MALADIE de PARKINSON : Pourquoi 2 fois plus fréquente chez les hommes ?
La maladie de Parkinson est 2 fois plus fréquente chez les patients de sexe masculin, pourquoi ? Cette étude d’une équipe de biologistes et immunologues du La Jolla Institute (LJI) for Immunology, publiés dans le Journal of Clinical Investigation, apporte une première réponse : les cellules immunitaires pourraient expliquer cette incidence/prévalence 2 fois plus élevée chez les hommes, qui développent une réaction auto-immune plus de 6 fois plus puissante, contre les cellules cérébrales taguées avec une (nouvelle) protéine clé.
Cette recherche est dans la ligne de précédents travaux ayant déjà suggéré que
l'auto-immunité joue un rôle clé dans l'apparition de la maladie de Parkinson.
La recherche aboutit à la découverte d’une nouvelle cible possible pour le traitement de la maladie de Parkinson : une protéine, PINK1 qui marque certaines cellules cérébrales pour cette attaque des cellules immunitaires. Or chez les hommes atteints de Parkinson, les lymphocytes T « associés » à PINK1 sont multipliés par 6, chez les femmes atteintes de Parkinson, « seulement » par 0,7.
Le rôle clé du système immunitaire dans la maladie de Parkinson
La fameuse protéine PINK1 n'est pas dangereuse : sa mission est d’aider les cellules cérébrales à réguler leurs mitochondries, les minicentrales qui fournissent de l'énergie à la cellule. Cependant, les patients atteints de la maladie de Parkinson ont des lymphocytes T qui voient à tort PINK1 comme un signal d'alarme. Ces lymphocytes T ciblent alors les cellules cérébrales qui expriment PINK1, contribuant ainsi à l'inflammation et à la mort des cellules cérébrales.

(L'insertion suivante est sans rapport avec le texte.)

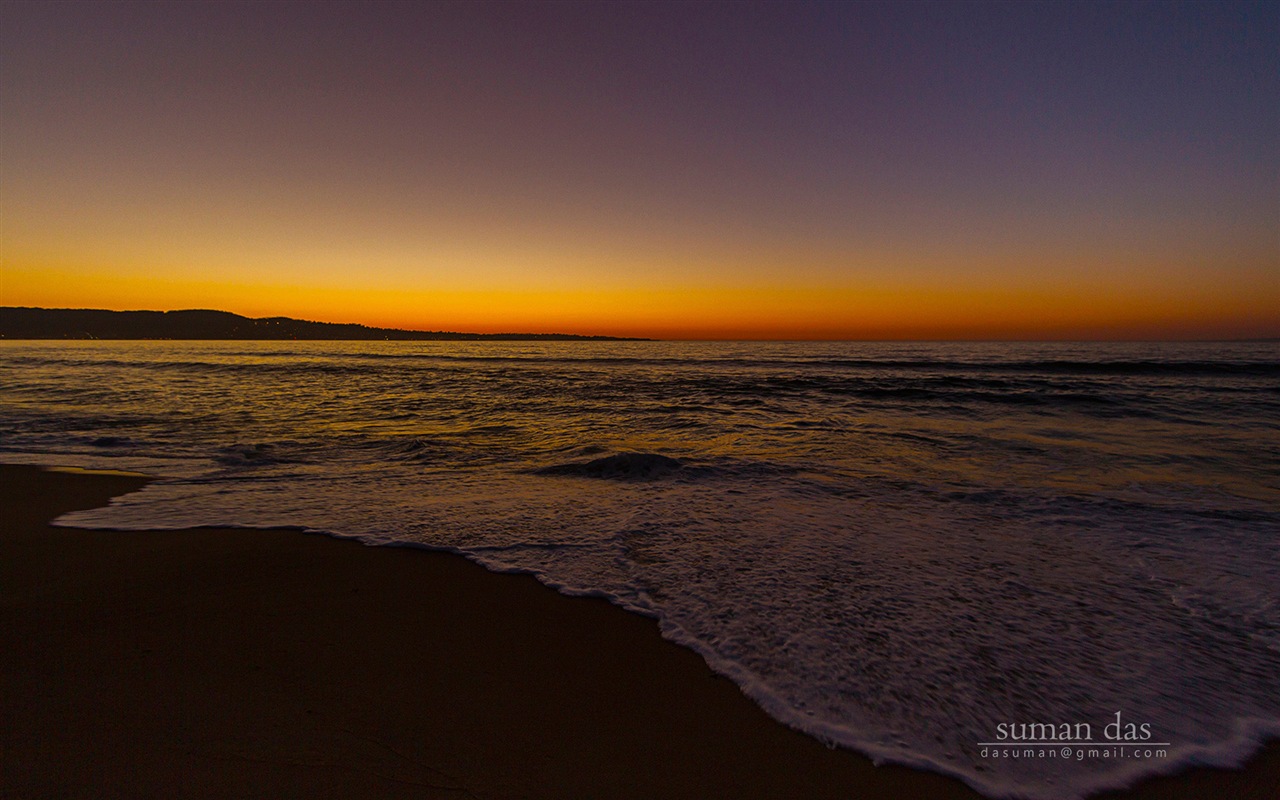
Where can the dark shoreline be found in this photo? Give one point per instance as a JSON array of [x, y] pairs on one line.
[[218, 662]]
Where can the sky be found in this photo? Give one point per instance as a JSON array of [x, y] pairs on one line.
[[855, 170]]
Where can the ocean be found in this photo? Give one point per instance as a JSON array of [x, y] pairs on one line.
[[950, 556]]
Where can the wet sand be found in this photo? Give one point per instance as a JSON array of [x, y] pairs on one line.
[[222, 663]]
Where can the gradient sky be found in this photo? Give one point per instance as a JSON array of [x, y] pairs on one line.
[[688, 170]]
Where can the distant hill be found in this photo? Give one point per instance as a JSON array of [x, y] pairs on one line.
[[17, 323]]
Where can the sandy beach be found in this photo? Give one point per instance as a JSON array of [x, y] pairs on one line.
[[218, 663]]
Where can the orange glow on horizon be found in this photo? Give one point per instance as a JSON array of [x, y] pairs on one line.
[[885, 310]]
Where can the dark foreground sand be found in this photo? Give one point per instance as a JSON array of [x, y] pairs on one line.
[[222, 663]]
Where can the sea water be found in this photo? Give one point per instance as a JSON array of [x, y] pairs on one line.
[[915, 551]]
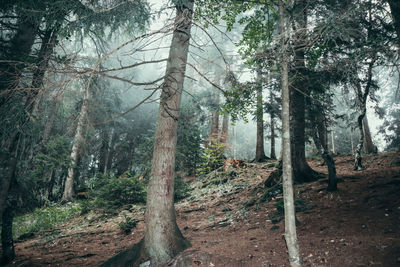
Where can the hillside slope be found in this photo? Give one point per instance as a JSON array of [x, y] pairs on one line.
[[359, 225]]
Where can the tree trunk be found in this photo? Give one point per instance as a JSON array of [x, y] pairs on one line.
[[395, 11], [319, 137], [351, 140], [224, 132], [260, 153], [358, 159], [79, 139], [287, 171], [369, 146], [302, 171], [333, 141], [215, 120], [7, 243], [48, 43], [163, 239], [273, 155], [104, 150], [362, 97], [21, 45]]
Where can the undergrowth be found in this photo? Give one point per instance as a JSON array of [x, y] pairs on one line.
[[44, 219]]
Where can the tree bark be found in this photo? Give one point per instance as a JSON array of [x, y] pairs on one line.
[[215, 120], [369, 146], [395, 11], [16, 56], [273, 154], [7, 243], [302, 171], [362, 97], [79, 139], [163, 239], [319, 137], [260, 153], [224, 131], [287, 171]]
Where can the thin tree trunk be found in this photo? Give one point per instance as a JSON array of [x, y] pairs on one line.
[[163, 239], [79, 139], [287, 171], [362, 102], [260, 153], [215, 120], [7, 243], [302, 171], [52, 117], [21, 45], [46, 49], [333, 141], [369, 146], [351, 140], [273, 155], [224, 132], [319, 137]]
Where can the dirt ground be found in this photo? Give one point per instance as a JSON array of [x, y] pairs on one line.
[[359, 225]]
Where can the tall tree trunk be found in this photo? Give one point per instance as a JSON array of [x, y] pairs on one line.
[[362, 97], [104, 150], [273, 154], [52, 117], [163, 239], [260, 153], [395, 10], [224, 131], [351, 140], [215, 119], [319, 137], [287, 171], [79, 139], [20, 48], [369, 146], [7, 243], [302, 171], [48, 43]]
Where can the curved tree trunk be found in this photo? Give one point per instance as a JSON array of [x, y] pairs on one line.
[[302, 171], [163, 239], [319, 137], [260, 153], [369, 146], [287, 174], [273, 154], [7, 243], [69, 190]]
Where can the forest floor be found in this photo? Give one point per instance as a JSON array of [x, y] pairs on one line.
[[359, 225]]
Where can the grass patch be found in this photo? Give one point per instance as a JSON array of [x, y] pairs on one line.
[[43, 219]]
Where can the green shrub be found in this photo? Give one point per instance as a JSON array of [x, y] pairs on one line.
[[127, 225], [181, 188], [43, 219], [111, 193], [213, 158]]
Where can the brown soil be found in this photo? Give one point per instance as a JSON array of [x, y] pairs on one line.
[[359, 225]]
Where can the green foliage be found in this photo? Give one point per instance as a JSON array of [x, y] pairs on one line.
[[112, 193], [189, 150], [44, 219], [56, 154], [181, 188], [213, 158], [129, 224]]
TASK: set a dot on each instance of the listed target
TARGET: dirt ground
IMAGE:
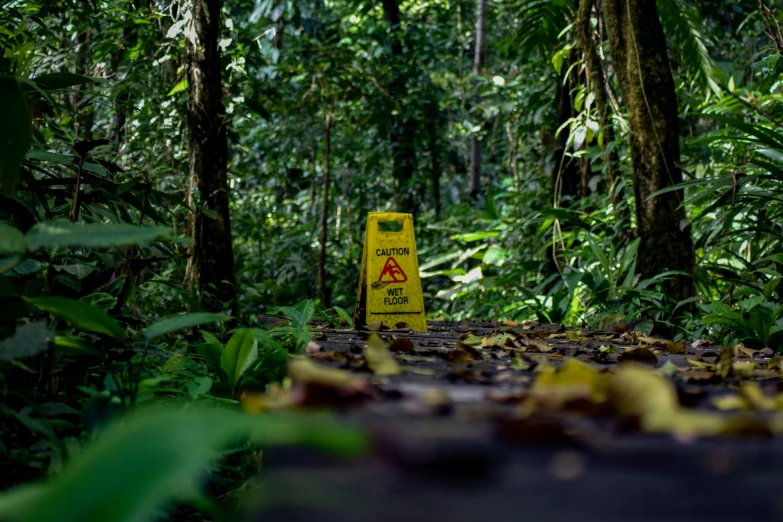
(496, 422)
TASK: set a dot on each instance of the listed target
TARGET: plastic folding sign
(389, 284)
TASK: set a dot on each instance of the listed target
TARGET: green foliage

Pourquoi la maladie de Parkinson est 2 fois plus fréquente chez les hommes : Les hommes atteints de la maladie de Parkinson présentent une multiplication par 6 fois des lymphocytes T spécifiques de PINK1, les femmes par 0,7. En d’autres termes, dans la maladie de Parkinson, les réponses des lymphocytes T sont très différentes selon le sexe.
Un nouveau marqueur diagnostique ? Au-delà d’identifier PINK1 comme la cible des lymphocytes T qui alimentent la réaction immunitaire, la recherche désigne PINK1 comme un marqueur utile de la maladie, qui pourrait probablement permettre un diagnostic plus précoce du risque de maladie neurodégénérative.
L’un des auteurs principaux, le Dr Cecilia Lindstam Arlehamn, chercheur au LJI suggère en effet : nous pourrions potentiellement développer des thérapies pour bloquer ces lymphocytes T, maintenant que nous savons quelles cellules ils ciblent dans le cerveau. Cependant, PINK1 n'est pas la seule cible importante des lymphocytes T, ou « antigène », chez les patients atteints de la maladie de Parkinson. De précédentes recherches de la même équipe ont montré que de nombreux patients atteints ont aussi des lymphocytes T qui ciblent la protéine alpha-synucléine. Le défi sera donc d’identifier toutes les protéines ou antigènes supplémentaires susceptibles de déclencher ces réactions auto-immunes.
« Pour parvenir à des traitements efficaces, nous devrons encore élargir notre champ de recherche, en tenant compte de tous les antigènes, de la gravité de la maladie et du temps écoulé depuis son apparition », concluent les chercheurs.